Pelas janelas do existir, enxequetada de grades, ouço ainda vindo no ar os latidos dos cães que se foram. A voz grossa deles correndo pelo quintal, o arrastar de vasilhas, os passos-pegadas em patas patinhadas no ladrilho sereno da área que antecede a porta da cozinha. O inspirar com força bruta entre as frestas do debaixo da casa. O choro em gemido desejando entrada. A alegria infantil a erguer do chão quilos e quilos caninos, felizes apenas por ganharem um pedaço de pão. Ouço, sim, e ainda, os graves caninos a babarem sua presença viva, dócil, angelical e sentida. Ouço também por sobre os muros os cães vizinhos, a responderem matutinas exclamações uivantes que sonoras e lamentosas. E perguntam-me todos eles, hoje, o que fiz eu do tempo que tinham – o qual nunca pude parar. Perguntam-me como pude deixar que se fossem como os meses em sequência, num sempre sem-parar sem pausa ou repetição. Perguntam-me como. E latem-me interrogativos porquês. E eu, sem latido-explicação, não respondo a nada.

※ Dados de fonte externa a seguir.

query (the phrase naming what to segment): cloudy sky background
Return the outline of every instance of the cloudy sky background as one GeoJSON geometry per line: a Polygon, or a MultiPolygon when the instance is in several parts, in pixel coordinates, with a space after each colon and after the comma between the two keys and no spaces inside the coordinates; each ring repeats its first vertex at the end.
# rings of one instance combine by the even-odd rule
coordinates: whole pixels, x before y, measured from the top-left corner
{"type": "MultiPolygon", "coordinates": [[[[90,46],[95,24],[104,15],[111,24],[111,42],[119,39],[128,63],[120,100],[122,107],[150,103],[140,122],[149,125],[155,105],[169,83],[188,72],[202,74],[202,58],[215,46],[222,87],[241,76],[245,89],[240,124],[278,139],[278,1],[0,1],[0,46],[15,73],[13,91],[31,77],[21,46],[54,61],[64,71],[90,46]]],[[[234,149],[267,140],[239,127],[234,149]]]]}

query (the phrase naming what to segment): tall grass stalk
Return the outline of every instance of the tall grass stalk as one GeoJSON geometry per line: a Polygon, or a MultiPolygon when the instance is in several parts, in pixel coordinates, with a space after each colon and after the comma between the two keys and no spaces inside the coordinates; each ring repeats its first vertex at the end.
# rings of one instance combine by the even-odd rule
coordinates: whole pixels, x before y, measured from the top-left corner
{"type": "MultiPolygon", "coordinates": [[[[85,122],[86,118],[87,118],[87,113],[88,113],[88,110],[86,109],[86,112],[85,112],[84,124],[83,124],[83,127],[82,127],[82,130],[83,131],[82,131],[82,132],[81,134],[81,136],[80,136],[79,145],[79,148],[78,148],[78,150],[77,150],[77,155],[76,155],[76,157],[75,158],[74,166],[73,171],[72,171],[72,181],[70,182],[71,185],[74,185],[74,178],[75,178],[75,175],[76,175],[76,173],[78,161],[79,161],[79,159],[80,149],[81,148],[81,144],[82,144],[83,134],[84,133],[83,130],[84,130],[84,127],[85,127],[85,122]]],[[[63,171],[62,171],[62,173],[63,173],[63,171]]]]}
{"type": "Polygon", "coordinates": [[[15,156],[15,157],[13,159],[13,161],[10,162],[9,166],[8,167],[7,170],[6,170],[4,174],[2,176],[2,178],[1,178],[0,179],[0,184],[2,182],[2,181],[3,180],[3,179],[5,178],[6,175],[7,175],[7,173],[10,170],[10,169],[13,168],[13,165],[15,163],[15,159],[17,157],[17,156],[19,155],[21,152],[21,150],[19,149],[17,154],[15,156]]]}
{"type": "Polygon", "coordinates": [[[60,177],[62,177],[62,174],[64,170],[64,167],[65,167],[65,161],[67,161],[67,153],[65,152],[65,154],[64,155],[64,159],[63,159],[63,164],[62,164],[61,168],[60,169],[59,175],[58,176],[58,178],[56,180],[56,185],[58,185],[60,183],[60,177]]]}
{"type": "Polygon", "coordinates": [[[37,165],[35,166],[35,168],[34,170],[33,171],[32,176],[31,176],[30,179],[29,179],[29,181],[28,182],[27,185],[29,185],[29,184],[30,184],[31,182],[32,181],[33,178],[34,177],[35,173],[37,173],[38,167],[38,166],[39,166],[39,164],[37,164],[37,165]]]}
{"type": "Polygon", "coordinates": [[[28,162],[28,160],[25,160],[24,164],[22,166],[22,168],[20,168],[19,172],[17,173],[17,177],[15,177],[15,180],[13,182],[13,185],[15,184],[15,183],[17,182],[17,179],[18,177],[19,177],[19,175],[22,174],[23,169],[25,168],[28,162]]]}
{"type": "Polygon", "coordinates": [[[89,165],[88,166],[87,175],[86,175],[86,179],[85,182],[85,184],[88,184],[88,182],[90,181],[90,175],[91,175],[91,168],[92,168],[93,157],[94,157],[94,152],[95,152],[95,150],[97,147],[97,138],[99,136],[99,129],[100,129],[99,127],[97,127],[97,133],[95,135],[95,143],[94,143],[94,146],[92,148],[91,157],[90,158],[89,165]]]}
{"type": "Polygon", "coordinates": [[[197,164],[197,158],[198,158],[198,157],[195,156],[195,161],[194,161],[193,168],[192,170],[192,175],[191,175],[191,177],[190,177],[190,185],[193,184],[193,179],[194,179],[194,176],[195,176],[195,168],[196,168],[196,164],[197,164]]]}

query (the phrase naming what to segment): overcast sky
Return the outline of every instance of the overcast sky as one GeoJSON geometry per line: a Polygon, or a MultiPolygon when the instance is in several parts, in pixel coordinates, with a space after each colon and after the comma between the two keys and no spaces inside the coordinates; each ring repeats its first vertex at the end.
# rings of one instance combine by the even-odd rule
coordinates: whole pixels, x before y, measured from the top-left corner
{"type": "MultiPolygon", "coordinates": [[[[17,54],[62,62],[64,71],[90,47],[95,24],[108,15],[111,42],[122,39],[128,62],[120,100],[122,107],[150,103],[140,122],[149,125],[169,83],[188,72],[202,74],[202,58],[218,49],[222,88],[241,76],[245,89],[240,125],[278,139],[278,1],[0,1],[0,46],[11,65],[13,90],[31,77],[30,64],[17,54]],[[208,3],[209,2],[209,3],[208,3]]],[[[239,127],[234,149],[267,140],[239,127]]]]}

É sempre assim. Há conversas que não conseguimos deixar de ter. E, dentre elas, as mais profundas e exaustivas talvez sejam as que derrubamos dos livros das estantes ou dos discos das velhas vitrolas a volatizarem luzes. Nos discos, há voltas em faixas às quais achamos que para elas nunca mais voltaremos outra vez. Mas, vez por outra, lá estamos nós. Voltados ao que amamos, a girar cantantes numa conversa infinda – às vezes triste, às vezes doce, mas sempre linda. Já as estantes, essas são sempre perigosas em seu palavrear letrado e cheio. Atiram-nos versos na cara, ferem-nos com prosas ácidas, acuam-nos com palavras fatais. Querem tudo de nós a qualquer custo – e nos dão tudo o que tem também. Contam-nos como o existir é dinâmico e diferente quando o temos nas mãos. Depois, cansados de nós, atiram-nos como pedras na realidade campestre do jardim do existir – cru e desfeito de graças.

Sim. Há conversas que não devíamos ter, nunca. Diante delas, sempre, muito cuidado. Porque – parodiando um mestre-poeta –, nesses casos, conversar é estar doente dos olhos.

(Texto publicado em A Tribuna Piracicabana – 29 de maio de 2018).

 

 


Alexandre Bragion é editor do Diário do Engenho.